In the interview published in Jiji Shinpo, July 3, 1932, T.D. Cochran, the head of Paramount Tokyo Branch, condescendingly pointed out the miserable state of talkie in Japan. He recommended Japanese motion picture studios to quit developing their own “inferior technologies” and to use superior U.S. technologies instead. “It is true that Western-Electric system’s license fee is expensive,” he said. “But we have a discount for Japanese market at $200 per reel. You have to pay $500 per reel in New York.” It’s 60% off. It sounds terribly a good deal. But very few Japanese companies actually adapted the Western Electric system. Why?
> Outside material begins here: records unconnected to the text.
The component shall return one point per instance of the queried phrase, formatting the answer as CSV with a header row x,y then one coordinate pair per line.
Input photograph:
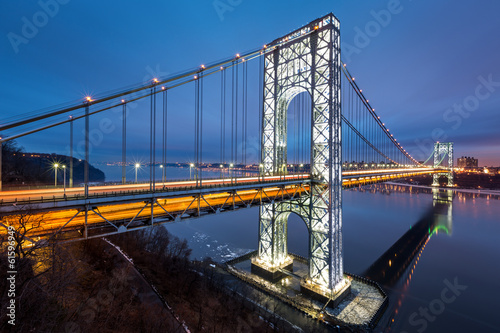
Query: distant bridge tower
x,y
306,60
443,149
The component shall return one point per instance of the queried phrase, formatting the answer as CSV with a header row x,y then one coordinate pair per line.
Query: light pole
x,y
137,165
64,179
55,174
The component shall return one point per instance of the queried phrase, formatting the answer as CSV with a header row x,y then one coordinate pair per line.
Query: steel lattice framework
x,y
443,149
307,60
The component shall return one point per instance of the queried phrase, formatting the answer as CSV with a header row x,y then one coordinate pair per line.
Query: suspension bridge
x,y
317,133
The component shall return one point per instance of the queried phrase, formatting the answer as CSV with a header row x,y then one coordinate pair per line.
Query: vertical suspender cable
x,y
261,106
236,117
124,143
201,125
165,134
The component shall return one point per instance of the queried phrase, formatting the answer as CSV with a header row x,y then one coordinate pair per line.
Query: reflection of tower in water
x,y
397,264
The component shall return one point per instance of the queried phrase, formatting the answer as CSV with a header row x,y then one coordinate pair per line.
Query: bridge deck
x,y
120,208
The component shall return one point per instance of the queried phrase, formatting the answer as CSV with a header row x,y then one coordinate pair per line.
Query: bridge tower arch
x,y
307,59
443,149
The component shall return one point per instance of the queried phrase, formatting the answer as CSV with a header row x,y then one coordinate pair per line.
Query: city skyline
x,y
417,84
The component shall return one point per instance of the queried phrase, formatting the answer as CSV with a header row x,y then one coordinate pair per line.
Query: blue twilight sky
x,y
431,69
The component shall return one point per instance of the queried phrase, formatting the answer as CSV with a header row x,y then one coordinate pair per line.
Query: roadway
x,y
118,208
349,178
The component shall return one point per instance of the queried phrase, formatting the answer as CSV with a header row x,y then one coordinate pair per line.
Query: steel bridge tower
x,y
306,60
443,149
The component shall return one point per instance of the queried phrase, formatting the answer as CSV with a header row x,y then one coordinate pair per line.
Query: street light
x,y
137,166
55,174
64,179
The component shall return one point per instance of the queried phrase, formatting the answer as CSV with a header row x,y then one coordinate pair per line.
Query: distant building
x,y
467,162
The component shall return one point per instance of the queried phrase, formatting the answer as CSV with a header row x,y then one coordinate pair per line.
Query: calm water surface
x,y
450,284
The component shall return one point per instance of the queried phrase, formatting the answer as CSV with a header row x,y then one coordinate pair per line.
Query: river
x,y
451,284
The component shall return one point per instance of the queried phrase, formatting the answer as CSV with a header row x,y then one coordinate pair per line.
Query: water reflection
x,y
399,262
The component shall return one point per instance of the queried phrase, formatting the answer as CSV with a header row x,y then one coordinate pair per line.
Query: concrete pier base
x,y
271,273
323,295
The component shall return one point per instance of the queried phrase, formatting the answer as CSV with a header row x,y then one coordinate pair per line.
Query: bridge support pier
x,y
273,250
443,149
308,64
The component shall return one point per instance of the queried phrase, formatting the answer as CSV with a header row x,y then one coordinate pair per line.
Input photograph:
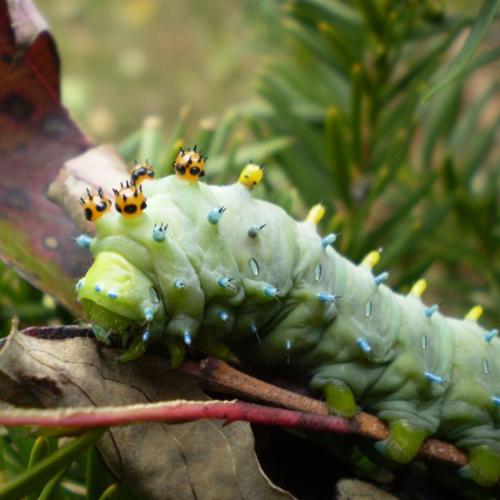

The exchange rate for dollar-yen in 1930’s was around 100 yen = $40. Therefore, the license fee of $200 per reel is roughly 500 yen per reel. Adjusted for inflation, it is roughly equivalent of 2,000,000 yen ($20,000) per reel today.
First, we would like to compare this license fee with movie’s actual production cost. I looked up several places for typical production cost during this era, but I couldn’t find any solid data on it. It seems the minimum cost for one production (a feature) around 1930 was several hundred yen to 1,500 yen. I think, if they spent more than 5,000 yen for one production, that would have been an A-movie. For a 6-reel feature, the license fee for General Electric system would have been 500 x 6 = 3,000 yen. There would have been no incentive to go for this license contract, even if the technology had been superior.
Another figure I found was actual profit they made. Annual profit for Shochiku Studio in 1931 was 518,348 yen. Now, according to Annual Report of Motion Picture Censorship for that year, Shochiku produced total of 1,537 reels for theatrical release. This means they made profit of only 329 yen per reel. There was no way they would pay 500 yen for sound technology license.
However, there was one company that incorporated Western Electric sound system. Nikkatsu decided to use American system in 1932, abandoning the P. C. L. system. Nikkatsu needed stimulant to resurrect its status in the industry. Their products were heavily criticized, along with its poor sound quality. It was losing money in 1932, more than 800,000 yen in red. Now, I cannot find data on how much they actually paid for license, but it wasn’t bad decision after all. Their products improved around 1933, regaining its momentum, and their financial figures improved as well. Its directors, such as Tomu Uchida, Tomosaka Tasaka, made a series of ambitious films in late 1930s.
Just for comparison, JAZZ SINGER’s production cost was $422,000, which was a generous budget for a typical Warner Brothers’ feature. Considering that 5,000 yen (A-movie production cost in Japan at the time) would have been only $2,000 in U.S. currency, the difference was phenomenal. It was just the gap in monetary power between the two nations. Moreover, I guess this license fee mentioned was just for camera negatives only. It might well have been another arrangement for theatrical distribution positive prints as well. It is no wonder that Japanese companies pursued their own sound motion picture technologies.